Talmud
Gregory Orekhov presented his work Talmud – a stainless steel sculpture rising nine meters to the sky from the surface of a lake covered in thickets of reeds. The title refers to the collection of sacred Jewish texts, but the work should be perceived more metaphorically: it is a vertical line that stores the teachings, knowledge and experience gained by people. It has no end and symbolically continues into infinity, accumulating new things as long as humanity exists.
This is a larger version of the work which was first shown at Cosmoscow in 2022. “I stacked three thousand steel sheets, forming a relief on the sculpture’s facets,” Gregory says about the process of creating the work. The effect is one of book pages frozen in a metal column, assembled into a slender, but living form.

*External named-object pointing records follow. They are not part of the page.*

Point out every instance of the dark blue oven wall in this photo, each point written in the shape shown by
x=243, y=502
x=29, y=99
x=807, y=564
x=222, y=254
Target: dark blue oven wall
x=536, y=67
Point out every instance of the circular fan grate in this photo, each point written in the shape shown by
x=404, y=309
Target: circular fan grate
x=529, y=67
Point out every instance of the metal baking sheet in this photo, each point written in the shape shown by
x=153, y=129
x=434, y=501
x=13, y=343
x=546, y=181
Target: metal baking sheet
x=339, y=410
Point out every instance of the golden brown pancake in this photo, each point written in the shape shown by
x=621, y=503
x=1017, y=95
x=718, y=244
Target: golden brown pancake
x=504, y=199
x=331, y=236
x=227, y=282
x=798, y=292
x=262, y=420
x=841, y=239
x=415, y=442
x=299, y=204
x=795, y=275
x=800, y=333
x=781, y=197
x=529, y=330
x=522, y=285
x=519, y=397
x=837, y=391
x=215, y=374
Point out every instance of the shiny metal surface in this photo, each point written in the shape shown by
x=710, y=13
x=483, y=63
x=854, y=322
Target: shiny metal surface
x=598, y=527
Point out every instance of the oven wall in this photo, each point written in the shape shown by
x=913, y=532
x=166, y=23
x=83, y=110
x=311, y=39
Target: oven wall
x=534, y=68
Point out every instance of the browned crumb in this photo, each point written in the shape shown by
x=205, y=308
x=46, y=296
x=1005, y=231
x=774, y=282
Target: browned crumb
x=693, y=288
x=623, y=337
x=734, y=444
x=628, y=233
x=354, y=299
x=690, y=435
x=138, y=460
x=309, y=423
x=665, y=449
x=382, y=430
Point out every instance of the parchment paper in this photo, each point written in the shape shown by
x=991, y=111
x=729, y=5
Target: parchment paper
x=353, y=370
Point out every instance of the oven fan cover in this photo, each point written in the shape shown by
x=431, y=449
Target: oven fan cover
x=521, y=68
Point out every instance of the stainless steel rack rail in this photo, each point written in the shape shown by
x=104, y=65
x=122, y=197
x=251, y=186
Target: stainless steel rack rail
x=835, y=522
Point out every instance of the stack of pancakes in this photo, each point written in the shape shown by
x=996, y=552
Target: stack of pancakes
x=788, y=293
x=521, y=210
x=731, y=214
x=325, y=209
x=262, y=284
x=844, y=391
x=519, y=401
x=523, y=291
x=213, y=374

Formed from stainless steel, the sculpture reflects the surrounding landscape, “absorbing” the world thanks to polished mirror edges. This is how additional meanings appear – Talmud combines both the man-made and that which unconditionally exists in the world.
“Talmud looks upwards, like Brancusi’s ‘Infinite Column’, and this aspiration takes on a new meaning thanks to the title. The spiritual path is described in the language of sculpture. The vertical is directed towards the heavens. Orekhov translates identical pages from a short-lived and unstable state into a durable material. Knowledge, in its concentrated form, is a sequence of paper pages that has acquired the power of metal. The height of this giant – 9 meters – conveys a sense of the effort it takes to become a Sage,” concludes critic Mikhail Sidlin.
Project details
Design: Gregory Orekhov
Project Location: Senezh Lake, Moscow Region, Russia
Typology: Installation
Built: 2023
Material: Mirror-polished stainless steel
Photo credits: © Nikita Subbotin, Konstantin Antipin
Gregory Orekhov
Gregory Orekhov was born in Moscow into the family of an outstanding russian sculptor and academician, Yuri Orekhov. From an early age, Orekhov studied in his father’s workshop, mastering various sculpture techniques and materials. He later continued his studies at the Ilya Glazunov Russian Academy of Painting, Sculpture and Architecture. At the age of 25, after the untimely death of his father, Orekhov began to engage with administrative work at the Russian Academy of Arts, heading the “Sculptor” Foundation, created by his late father. In 2004, Orekhov founded the “The Creative Heritage of Academician Yuri Orekhov” museum, where he showcased a collection of the artist’s works, tools and photographs from the archives. In 2012, Orekhov returned to art full-time and began working in the direction of post-minimalism. He is true to his language: pure form + a metaphorical image. One of his central works entitled “Agatha” is named after his daughter, whose birth served as an impetus for the creation of this work and his artistic and life path in general.